Джинни обняла его за шею, и он оказался так глубоко, наполняя ее и тут же выходя, а руки… руки ласкали страстно, безумно-нежно, и это было восхитительно, и она не хотела, чтобы он останавливался. Ни за что.
А потом Алек вновь оказался на постели, на этот раз на спине, так что Джинни была сверху, чувствуя, как он вошел до самого основания, до самой сердцевины.
— Алек, — снова прошептала она, наклонилась и поцеловала его. Он гладил ее груди, мял живот, пальцы скользили все ниже, пока не отыскали ее, и тогда… он даже не мог представить, что такое бывает. Лицо… ее лицо в момент наивысшего наслаждения, заливающего огненным потоком, выгнутая спина, разметавшиеся в беспорядке волосы, задорно торчащая грудь…
И тут он врезался в нее еще глубже, резкими, быстрыми, мощными толчками, изливая свое семя, раскачиваясь от мощи собственного экстаза.
Это и вправду слишком… такое вынести невозможно.
Джинни смотрела на него, замечая больше, чем просто мужское совершенство. Она видела красоту его души, его сущности, и это трогало ее, как ничто на свете.
— Я люблю тебя, — неожиданно вырвалось у нее, и Джинни тут же поняла, поняла твердо и непреложно, с такой же уверенностью, как знала, что завтра на горизонте взойдет солнце: для нее нет в мире никого важнее и дороже этого человека.
Алек улыбнулся:
— Правда?
Она кивнула, нерешительно, осторожно, потому что он не помнил ее, не представлял, каким огромным шагом это было для Джинни… Но нет, она не хотела, чтобы Алек сомневался.
— А ты любила меня раньше?
— Не знаю. Слишком мало времени прошло.
— Покажи мне, — шепнул он, наклоняясь, чтобы поцеловать ее.

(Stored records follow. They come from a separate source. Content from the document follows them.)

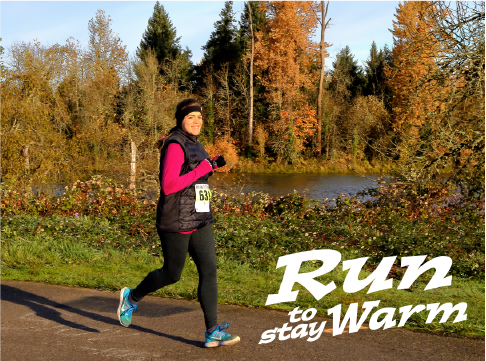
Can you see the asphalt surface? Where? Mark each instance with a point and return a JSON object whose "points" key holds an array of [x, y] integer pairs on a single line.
{"points": [[46, 322]]}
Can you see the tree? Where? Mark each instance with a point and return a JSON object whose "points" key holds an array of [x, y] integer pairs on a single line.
{"points": [[438, 80], [252, 20], [375, 72], [347, 70], [161, 37], [224, 45], [322, 45], [34, 117], [284, 55]]}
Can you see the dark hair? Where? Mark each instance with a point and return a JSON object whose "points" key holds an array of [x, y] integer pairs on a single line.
{"points": [[178, 115]]}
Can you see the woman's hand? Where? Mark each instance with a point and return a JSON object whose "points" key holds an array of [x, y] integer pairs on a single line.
{"points": [[218, 162]]}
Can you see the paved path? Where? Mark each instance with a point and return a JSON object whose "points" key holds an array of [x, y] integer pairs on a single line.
{"points": [[45, 322]]}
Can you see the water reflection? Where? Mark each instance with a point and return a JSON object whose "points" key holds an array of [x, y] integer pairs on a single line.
{"points": [[314, 186]]}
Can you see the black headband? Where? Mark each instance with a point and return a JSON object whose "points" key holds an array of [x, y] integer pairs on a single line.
{"points": [[193, 108]]}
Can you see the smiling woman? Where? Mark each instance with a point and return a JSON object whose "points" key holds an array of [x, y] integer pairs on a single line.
{"points": [[184, 222]]}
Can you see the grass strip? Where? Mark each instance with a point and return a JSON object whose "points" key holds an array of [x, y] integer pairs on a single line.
{"points": [[101, 254]]}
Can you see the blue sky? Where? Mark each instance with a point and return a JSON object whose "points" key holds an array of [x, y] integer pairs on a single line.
{"points": [[354, 23]]}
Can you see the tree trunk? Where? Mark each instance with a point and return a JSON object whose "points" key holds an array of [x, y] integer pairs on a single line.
{"points": [[133, 164], [324, 25], [26, 155], [250, 117]]}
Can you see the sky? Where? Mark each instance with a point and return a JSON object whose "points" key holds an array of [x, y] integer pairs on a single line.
{"points": [[353, 23]]}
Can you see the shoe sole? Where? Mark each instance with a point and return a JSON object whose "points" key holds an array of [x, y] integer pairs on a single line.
{"points": [[222, 343], [119, 306]]}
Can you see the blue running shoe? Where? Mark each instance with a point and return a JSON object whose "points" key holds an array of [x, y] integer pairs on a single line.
{"points": [[220, 338], [125, 308]]}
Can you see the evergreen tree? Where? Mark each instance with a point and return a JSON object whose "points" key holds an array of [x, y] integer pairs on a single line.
{"points": [[375, 72], [258, 19], [160, 36], [224, 44], [346, 70]]}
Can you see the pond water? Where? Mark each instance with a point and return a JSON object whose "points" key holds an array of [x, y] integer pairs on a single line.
{"points": [[314, 186]]}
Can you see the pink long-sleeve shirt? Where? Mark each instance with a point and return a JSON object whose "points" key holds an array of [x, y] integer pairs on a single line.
{"points": [[172, 163]]}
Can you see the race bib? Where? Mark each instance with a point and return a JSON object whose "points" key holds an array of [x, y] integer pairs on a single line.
{"points": [[203, 197]]}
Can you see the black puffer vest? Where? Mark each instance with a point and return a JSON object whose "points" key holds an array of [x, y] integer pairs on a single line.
{"points": [[176, 212]]}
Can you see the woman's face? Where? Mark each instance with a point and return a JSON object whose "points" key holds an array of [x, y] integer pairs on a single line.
{"points": [[192, 123]]}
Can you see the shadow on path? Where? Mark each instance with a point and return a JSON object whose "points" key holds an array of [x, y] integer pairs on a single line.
{"points": [[46, 308]]}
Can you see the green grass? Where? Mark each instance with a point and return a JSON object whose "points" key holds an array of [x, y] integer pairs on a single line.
{"points": [[69, 251]]}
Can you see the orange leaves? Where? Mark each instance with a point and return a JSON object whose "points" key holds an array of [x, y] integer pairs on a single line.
{"points": [[284, 50], [414, 55]]}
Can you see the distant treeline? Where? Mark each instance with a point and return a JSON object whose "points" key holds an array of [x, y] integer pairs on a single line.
{"points": [[69, 112]]}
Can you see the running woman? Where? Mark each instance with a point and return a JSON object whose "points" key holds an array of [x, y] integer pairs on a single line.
{"points": [[184, 222]]}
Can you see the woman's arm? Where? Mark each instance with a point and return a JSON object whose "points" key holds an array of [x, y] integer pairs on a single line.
{"points": [[171, 168]]}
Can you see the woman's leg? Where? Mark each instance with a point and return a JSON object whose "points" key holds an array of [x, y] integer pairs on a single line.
{"points": [[174, 249], [203, 252]]}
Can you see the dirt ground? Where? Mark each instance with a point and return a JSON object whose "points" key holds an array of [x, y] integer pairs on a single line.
{"points": [[46, 322]]}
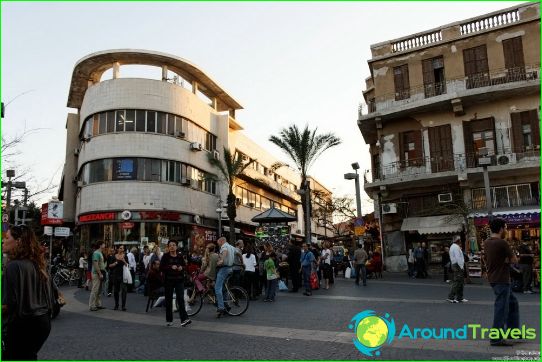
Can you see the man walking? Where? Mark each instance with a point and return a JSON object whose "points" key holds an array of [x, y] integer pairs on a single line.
{"points": [[224, 264], [294, 256], [458, 265], [98, 274], [360, 258], [499, 256]]}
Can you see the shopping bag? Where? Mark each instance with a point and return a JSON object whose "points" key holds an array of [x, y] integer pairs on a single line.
{"points": [[126, 276], [314, 281]]}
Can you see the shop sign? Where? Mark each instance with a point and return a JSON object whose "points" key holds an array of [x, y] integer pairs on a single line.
{"points": [[159, 215], [52, 213], [126, 225], [527, 218], [98, 217]]}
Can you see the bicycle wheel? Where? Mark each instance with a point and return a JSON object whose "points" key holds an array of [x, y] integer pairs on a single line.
{"points": [[192, 308], [236, 301]]}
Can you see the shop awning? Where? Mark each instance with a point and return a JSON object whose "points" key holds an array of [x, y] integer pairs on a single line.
{"points": [[442, 224]]}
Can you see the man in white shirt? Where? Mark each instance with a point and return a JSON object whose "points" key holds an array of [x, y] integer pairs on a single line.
{"points": [[458, 266]]}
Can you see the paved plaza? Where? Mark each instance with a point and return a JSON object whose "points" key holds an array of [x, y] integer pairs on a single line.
{"points": [[294, 327]]}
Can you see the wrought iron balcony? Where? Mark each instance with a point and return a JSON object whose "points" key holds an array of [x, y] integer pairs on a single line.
{"points": [[453, 88]]}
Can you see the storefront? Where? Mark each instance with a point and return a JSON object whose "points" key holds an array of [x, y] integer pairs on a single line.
{"points": [[142, 227]]}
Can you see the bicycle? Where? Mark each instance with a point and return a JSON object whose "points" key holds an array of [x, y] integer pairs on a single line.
{"points": [[235, 298]]}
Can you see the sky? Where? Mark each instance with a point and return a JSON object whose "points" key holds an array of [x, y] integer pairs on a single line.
{"points": [[286, 63]]}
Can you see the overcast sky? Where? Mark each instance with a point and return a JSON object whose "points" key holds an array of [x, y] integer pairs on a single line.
{"points": [[284, 62]]}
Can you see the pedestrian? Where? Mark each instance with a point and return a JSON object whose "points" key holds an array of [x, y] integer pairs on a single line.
{"points": [[457, 261], [360, 258], [224, 264], [307, 261], [294, 256], [26, 296], [499, 256], [445, 262], [172, 265], [98, 275], [272, 278], [325, 264], [110, 279], [116, 267], [250, 277], [526, 259], [82, 269]]}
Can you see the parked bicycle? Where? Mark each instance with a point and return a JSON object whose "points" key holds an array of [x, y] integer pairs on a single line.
{"points": [[235, 298]]}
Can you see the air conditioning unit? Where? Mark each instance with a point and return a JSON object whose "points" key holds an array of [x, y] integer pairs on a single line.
{"points": [[443, 198], [508, 159], [389, 209], [196, 146]]}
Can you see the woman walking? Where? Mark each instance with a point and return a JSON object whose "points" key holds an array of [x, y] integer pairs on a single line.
{"points": [[117, 277], [26, 296]]}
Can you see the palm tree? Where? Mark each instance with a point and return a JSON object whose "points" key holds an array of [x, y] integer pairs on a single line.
{"points": [[230, 168], [304, 147]]}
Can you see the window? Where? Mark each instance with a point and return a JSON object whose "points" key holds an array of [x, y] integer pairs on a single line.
{"points": [[120, 121], [140, 121], [130, 120], [151, 121], [402, 85], [433, 77], [411, 149], [476, 66], [525, 131]]}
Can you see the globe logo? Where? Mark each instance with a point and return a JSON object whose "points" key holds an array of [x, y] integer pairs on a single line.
{"points": [[372, 332]]}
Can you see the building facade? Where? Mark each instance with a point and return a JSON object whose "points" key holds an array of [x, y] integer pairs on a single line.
{"points": [[137, 149], [443, 106]]}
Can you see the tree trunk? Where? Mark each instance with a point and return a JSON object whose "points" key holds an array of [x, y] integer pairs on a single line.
{"points": [[232, 213]]}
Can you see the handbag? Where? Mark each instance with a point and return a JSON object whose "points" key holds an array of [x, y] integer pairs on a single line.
{"points": [[126, 276]]}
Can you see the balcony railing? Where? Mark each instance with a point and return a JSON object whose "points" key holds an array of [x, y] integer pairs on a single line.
{"points": [[459, 163], [454, 86]]}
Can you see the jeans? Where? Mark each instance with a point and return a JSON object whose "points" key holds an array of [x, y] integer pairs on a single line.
{"points": [[95, 299], [506, 311], [457, 284], [221, 277], [307, 270], [271, 289], [178, 286], [360, 269], [119, 286]]}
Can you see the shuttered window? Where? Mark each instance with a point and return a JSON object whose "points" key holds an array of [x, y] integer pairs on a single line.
{"points": [[441, 149], [525, 131], [411, 148], [476, 66], [402, 85]]}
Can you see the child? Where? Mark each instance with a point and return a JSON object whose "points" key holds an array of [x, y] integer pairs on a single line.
{"points": [[272, 278]]}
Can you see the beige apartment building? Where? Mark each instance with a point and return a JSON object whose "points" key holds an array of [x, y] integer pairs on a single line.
{"points": [[137, 149], [443, 105]]}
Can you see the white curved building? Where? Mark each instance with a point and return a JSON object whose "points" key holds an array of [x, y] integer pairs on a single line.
{"points": [[136, 166]]}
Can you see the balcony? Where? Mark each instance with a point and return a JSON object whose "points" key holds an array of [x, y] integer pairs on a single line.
{"points": [[439, 168], [430, 95]]}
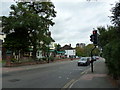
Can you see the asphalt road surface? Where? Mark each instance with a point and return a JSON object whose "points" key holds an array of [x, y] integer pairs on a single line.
{"points": [[52, 75]]}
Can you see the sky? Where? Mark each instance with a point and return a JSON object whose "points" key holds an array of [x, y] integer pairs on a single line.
{"points": [[75, 19]]}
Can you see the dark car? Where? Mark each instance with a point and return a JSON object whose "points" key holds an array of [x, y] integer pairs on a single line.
{"points": [[84, 61]]}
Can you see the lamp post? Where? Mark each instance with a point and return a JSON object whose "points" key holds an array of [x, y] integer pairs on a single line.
{"points": [[48, 53]]}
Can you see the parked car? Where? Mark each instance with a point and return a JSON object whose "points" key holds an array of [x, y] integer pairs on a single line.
{"points": [[84, 61]]}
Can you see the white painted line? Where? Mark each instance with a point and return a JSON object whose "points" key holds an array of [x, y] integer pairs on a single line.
{"points": [[69, 83]]}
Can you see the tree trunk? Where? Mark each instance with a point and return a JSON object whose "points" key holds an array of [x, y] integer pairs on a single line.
{"points": [[34, 52]]}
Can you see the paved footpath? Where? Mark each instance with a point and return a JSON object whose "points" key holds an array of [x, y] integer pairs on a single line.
{"points": [[97, 79], [28, 67]]}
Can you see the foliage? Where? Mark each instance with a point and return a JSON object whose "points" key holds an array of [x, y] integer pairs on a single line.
{"points": [[80, 51], [29, 24], [110, 43], [116, 15], [86, 51]]}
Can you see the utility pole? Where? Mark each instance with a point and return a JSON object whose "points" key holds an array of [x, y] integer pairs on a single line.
{"points": [[94, 39]]}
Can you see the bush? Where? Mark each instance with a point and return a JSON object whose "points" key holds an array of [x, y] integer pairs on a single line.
{"points": [[51, 58], [112, 55]]}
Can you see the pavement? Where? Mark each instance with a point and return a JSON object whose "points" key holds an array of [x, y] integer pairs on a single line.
{"points": [[98, 79]]}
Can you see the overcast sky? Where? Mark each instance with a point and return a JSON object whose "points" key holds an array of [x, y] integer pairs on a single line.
{"points": [[75, 19]]}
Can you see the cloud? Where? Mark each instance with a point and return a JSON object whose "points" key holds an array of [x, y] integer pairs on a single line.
{"points": [[75, 21]]}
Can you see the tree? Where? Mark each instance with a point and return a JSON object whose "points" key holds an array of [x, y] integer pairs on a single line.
{"points": [[34, 18], [88, 49], [80, 51], [116, 15]]}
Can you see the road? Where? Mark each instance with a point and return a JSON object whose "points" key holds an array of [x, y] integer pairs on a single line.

Позже, когда Джинни задремала, Алек лежал без сна, думая о том, что в действительности существуют два барона Шерарда — прежний и теперешний. И конечно, разные, он чувствовал это всей душой. Почему Джинни не любила его раньше? Может, он плохо с ней обращался, обижал и оскорблял? Настойчивые, неотвязные неприятные мысли вновь вызвали головную боль, и Алек попытался забыть обо всем, не думать…
Все бесполезно. Он ненавидел их, ненавидел больше любого кошмара, но поделать ничего не мог. Собственная беспомощность ошеломляла, наполняла горечью, болью…
Алек услыхал тихий сонный стон Джинни и поцеловал ее. Какая милая, хорошая и добрая, эта его незнакомая жена.
Но почему он не может вспомнить?
Они провели на борту «Найт Дансера» уже четыре дня, когда Джинни совершенно точно уверилась в своей беременности. Она стояла на коленях, нагнувшись над ночным горшком, напрягаясь, сотрясаемая рвотными спазмами.
— Господи, Джинни, что случилось? Морская болезнь? У тебя?
Джинни отвернулась, не желая, чтобы он видел ее такой.
— Уходи!
— Не будь дурочкой. Позволь помочь тебе.
— Уходи, Алек. Пожалуйста.
Но он не ушел. Наоборот, намочил полотенце и решительно направился к ней. Джинни почувствовала благословенный холод на лице и плечах, и это оказалось невероятным облегчением.
— Как ты?
— Больше ничего не осталось… — прошептала она, желая лишь одного — умереть и покончить с этим.
— Сухие спазмы?
— Звучит очаровательно.
— Совсем как ты, любимая. Очаровательная и совершенно зеленая. Если этот горшок тебе больше не нужен…
Алек, не договорив, подхватил ее на руки, понес к постели, уложил и сел рядом. На лоб Джинни легла прохладная рука.
— Никак не могу поверить, что ты, прирожденный моряк, и вдруг страдаешь морской болезнью.
— Это не морская болезнь.
— Тогда что? Съела что-то за ужином?
— Нет, боюсь, что виновник — ты, если хочешь знать правду.
— Я?!
Алек долго недоуменно смотрел на Джинни и наконец расплылся в широкой, по-мужски самоуверенной, совершенно непростительной улыбке.
— Хочешь сказать, что забеременела?
— Не знаю. Думаю, что да.
Алек немного помедлил, размышляя:
— У тебя не было месячных, по крайней мере с тех пор, как мы в первый раз любили друг друга… после того как я начал новую жизнь. Я попрошу доктора Прюитта осмотреть тебя, хорошо?
— Нет. Не желаю, чтобы он что-то делал со мной.
Почувствовав новую волну тошноты, Джинни схватилась за живот.